“This is the 26th day of my participation in the November Gwen Challenge. See details of the event: The Last Gwen Challenge 2021”.

A, functions,

1. Built-in system functions

1.1. Check the built-in functions of the system

hive (default)> show functions;
Copy the code

1.2, display the use of built-in functions

hive (default)> desc function upper;
Copy the code

1.3. Display the usage of built-in functions in detail

hive (default)> desc function extended upper;
Copy the code

2. Commonly used built-in functions

2.1. Empty field assignment

  1. Function description

NVL: Assign a value to data whose value is NULL in the format of NVL(value, default_value).
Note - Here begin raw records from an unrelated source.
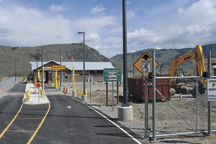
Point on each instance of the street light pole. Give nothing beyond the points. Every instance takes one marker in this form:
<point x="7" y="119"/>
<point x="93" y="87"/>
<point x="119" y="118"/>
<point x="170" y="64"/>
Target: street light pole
<point x="133" y="66"/>
<point x="125" y="74"/>
<point x="15" y="70"/>
<point x="83" y="61"/>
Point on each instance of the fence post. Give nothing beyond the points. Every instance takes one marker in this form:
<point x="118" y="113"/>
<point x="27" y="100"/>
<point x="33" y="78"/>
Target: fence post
<point x="197" y="94"/>
<point x="153" y="98"/>
<point x="209" y="102"/>
<point x="146" y="106"/>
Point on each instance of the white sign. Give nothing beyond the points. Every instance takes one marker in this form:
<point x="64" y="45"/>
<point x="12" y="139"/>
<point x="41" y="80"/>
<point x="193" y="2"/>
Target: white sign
<point x="211" y="89"/>
<point x="90" y="79"/>
<point x="112" y="75"/>
<point x="146" y="64"/>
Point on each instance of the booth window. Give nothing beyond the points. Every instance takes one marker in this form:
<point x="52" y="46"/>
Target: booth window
<point x="65" y="78"/>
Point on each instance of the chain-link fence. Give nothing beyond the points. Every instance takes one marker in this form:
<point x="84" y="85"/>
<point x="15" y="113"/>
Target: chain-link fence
<point x="181" y="107"/>
<point x="4" y="84"/>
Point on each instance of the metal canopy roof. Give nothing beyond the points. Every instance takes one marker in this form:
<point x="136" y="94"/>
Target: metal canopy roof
<point x="77" y="65"/>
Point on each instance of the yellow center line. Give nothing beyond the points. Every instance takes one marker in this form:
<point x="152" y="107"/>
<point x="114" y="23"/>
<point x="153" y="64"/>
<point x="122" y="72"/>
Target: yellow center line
<point x="35" y="107"/>
<point x="11" y="122"/>
<point x="18" y="131"/>
<point x="29" y="118"/>
<point x="39" y="126"/>
<point x="34" y="111"/>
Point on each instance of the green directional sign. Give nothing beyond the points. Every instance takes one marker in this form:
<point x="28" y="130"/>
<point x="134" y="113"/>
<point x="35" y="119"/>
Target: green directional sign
<point x="112" y="74"/>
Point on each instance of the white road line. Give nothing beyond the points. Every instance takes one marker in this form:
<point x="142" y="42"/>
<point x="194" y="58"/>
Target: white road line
<point x="112" y="122"/>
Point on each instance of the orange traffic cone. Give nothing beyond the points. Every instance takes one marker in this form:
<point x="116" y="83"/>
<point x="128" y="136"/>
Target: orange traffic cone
<point x="67" y="91"/>
<point x="35" y="92"/>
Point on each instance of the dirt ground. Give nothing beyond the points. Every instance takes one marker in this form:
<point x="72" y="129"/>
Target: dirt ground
<point x="168" y="121"/>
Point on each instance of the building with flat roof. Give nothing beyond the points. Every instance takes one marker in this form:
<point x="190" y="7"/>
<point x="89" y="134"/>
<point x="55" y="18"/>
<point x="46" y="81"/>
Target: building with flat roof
<point x="94" y="69"/>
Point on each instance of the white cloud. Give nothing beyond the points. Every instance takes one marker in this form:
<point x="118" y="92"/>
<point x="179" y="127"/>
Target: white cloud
<point x="94" y="24"/>
<point x="196" y="26"/>
<point x="92" y="37"/>
<point x="180" y="10"/>
<point x="97" y="9"/>
<point x="112" y="40"/>
<point x="58" y="8"/>
<point x="29" y="27"/>
<point x="130" y="14"/>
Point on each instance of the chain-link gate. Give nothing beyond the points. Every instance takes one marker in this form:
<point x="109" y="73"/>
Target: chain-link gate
<point x="180" y="109"/>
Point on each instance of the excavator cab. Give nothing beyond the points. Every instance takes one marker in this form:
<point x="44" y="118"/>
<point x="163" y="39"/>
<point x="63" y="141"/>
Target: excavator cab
<point x="179" y="73"/>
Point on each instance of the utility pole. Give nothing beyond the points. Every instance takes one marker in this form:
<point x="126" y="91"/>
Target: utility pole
<point x="15" y="70"/>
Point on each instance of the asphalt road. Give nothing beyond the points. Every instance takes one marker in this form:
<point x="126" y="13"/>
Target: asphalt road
<point x="67" y="122"/>
<point x="70" y="121"/>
The NVL function returns the value of default_value if value is NULL, value otherwise, and NULL if both arguments are NULL.

  1. Data preparation: Use the employee table

  2. Query: If comm is NULL, -1 is used instead

    hive (default)> select comm,nvl(comm,-1) from emp; OK comm _c1 null-1.0 300.0 300.0 500.0 500.0 null-1.0 1400.0 1400.0 null-1.0 null-1.0 null-1.0 null-1.0 null-1.0 0.0 0.0 0.0 0.0 Null-1.0 null-1.0 null-1.0 null-1.0 null-1.0Copy the code
  3. Query: If the comm of an employee is NULL, the leader ID is used instead

    hive (default)> select comm,nvl(comm,mgr) from emp; OK comm _C1 NULL 7902.0 300.0 300.0 500.0 500.0 NULL 7839.0 1400.0 1400.0 NULL 7839.0 NULL 7839.0 NULL 7566.0 NULL 0.0 0.0 NULL 7788.0 NULL 7698.0 NULL 7566.0 NULL 7782.0Copy the code

2.2, CASE WHEN THEN ELSE END

  1. Data preparation

  2. demand

    Find out how many men and women there are in different departments. The results are as follows:

  3. Create emp_sex. TXT and import data

    [moe@hadoop102 datas]$vi emp_sex.txt Wukong A male dahai A male Song Song B male Feng sister A female ting sister B female tingting B femaleCopy the code
  4. Create hive tables and import data

    hive (default)> create table emp_sex
                  > (name string, dept_id string, sex string)
                  > row format delimited fields terminated by '\t';
                  
    hive (default)> load data local inpath '/opt/module/hive-3.1.2/datas/emp_sex.txt' into table emp_sex;
    Copy the code
  5. Query data as required

    Hive (default)> select dept_id, > sum(case sex when 'male' then 1 else 0 end) male_count, > sum(case sex when 'female' then 1 else 0 end) female_count > from emp_sex > group by dept_id;Copy the code

2.3. Row to column

  1. Description of correlation function

    CONCAT (string A/col, string B/col… : Returns the concatenated result of the input string. Any input string is supported.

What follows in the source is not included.